Alcuni autorevoli studi, infatti, affermano che l’omosessualità non è una perversione né una nevrosi né un disturbo della personalità. Essa non ha nulla a che fare con la pedofilia (ancora oggi classificata come disturbo parafilico nel DSM V).
È una condizione esistenziale che nessuno sceglie di vivere – siano cause biologiche, siano cause psicologiche, esse affondano le radici nei primi anni di vita – e che coinvolge la persona non solo nella pratica sessuale, ma anche in tutti gli ambiti quotidiani dell’esistenza.
Accogliere, non giudicare, operare un attento discernimento, creare spazi per una più attiva partecipazione degli omosessuali alla vita ecclesiale rientra a pieno titolo in quella pastorale della misericordia tanto auspicata dal papa per una Chiesa che non alzi steccati, ma costruisca ponti.
È possibile che questo scandalo affondi le sue radici non tanto nella caduta degli ecclesiastici coinvolti, quanto nella distonia che a volte si avverte tra la dottrina morale cattolica sull’omosessualità (spesso annunciata con intransigenza) e la condotta contraria di chi l’annuncia.
Inoltre, ripensare le strutture di governo all’interno della Chiesa, favorendo dinamiche di sinodalità e collegialità, aiuterebbe i preti a non sentirsi sovraccarichi di lavoro e di incombenze, a non vivere quotidianamente l’ansia di prestazione, a non lottare per assumere posti di governo.
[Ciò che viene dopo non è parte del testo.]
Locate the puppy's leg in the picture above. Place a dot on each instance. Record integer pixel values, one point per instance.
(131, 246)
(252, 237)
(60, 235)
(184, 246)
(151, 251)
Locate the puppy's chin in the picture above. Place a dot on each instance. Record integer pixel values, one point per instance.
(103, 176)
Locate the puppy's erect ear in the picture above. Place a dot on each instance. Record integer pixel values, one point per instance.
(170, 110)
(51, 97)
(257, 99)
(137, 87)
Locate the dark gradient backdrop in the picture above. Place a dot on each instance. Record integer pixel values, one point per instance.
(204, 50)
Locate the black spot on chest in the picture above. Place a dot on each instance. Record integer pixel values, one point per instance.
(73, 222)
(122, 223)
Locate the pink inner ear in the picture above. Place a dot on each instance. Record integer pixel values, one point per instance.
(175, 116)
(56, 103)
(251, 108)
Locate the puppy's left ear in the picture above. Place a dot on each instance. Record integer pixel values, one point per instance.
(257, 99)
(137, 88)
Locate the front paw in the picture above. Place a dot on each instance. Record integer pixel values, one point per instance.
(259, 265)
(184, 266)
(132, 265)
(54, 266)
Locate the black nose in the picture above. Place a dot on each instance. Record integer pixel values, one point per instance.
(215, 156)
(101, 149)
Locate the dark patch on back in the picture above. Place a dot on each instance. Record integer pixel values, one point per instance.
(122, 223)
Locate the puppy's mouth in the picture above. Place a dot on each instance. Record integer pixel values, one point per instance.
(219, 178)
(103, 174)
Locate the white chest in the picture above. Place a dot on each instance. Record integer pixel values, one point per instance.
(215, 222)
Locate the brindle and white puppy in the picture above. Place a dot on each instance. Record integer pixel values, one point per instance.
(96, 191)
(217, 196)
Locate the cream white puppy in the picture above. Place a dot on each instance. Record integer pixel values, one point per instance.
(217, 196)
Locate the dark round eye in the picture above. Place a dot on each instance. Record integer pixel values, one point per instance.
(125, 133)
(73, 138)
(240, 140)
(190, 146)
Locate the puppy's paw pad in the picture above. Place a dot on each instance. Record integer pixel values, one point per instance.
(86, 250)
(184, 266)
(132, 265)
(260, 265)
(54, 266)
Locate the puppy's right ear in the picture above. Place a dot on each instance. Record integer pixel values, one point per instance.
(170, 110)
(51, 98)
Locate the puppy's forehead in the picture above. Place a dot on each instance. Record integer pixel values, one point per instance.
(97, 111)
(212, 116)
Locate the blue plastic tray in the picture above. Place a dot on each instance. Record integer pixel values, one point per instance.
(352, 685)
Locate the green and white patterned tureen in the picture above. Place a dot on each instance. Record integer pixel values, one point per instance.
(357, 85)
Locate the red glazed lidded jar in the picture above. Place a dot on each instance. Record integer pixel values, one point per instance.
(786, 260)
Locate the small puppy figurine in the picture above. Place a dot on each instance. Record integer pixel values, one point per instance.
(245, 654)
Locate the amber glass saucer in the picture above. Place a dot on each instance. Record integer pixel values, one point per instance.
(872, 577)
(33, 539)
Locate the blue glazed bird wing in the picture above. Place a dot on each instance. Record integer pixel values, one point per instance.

Tutto questo, infatti, può indurre, in caso di fallimenti e insoddisfazioni, a ricadere in un esercizio disordinato della sessualità.
Un’ultima parola sembra necessaria per valutare anche la qualità dell’informazione. Nessuno nega l’importanza di un giornalismo che sia espressione autentica di verità; nessuno più può e deve spingere verso l’insabbiamento degli scandali che avvengono all’interno della Chiesa, ma la violazione della privacy per ciò che non costituisce reato è essa stessa reato.
Il credente che legge, dal canto suo, non deve poi dimenticare che la cura per la persona che sbaglia, la possibilità di conversione e di redenzione dev’essere il primo annuncio che si è chiamati a offrire a ogni uomo, prete o laico che sia e che l’operato dei vescovi, nella maggior parte dei casi, non tende a insabbiare, ma a cercare le strade possibili per accompagnare e reintegrare i loro preti, offrendo loro un’altra possibilità.
* don Roberto Massaro è dal 2015 rettore del seminario di Conversano-Monopoli, dove, nei mesi precedenti aveva svolto la funzione di padre spirituale. Il giovane rettore – è stato ordinato presbitero nel 2009 – si è specializzato in teologia morale presso l’Accademia Alfonsiana di Roma.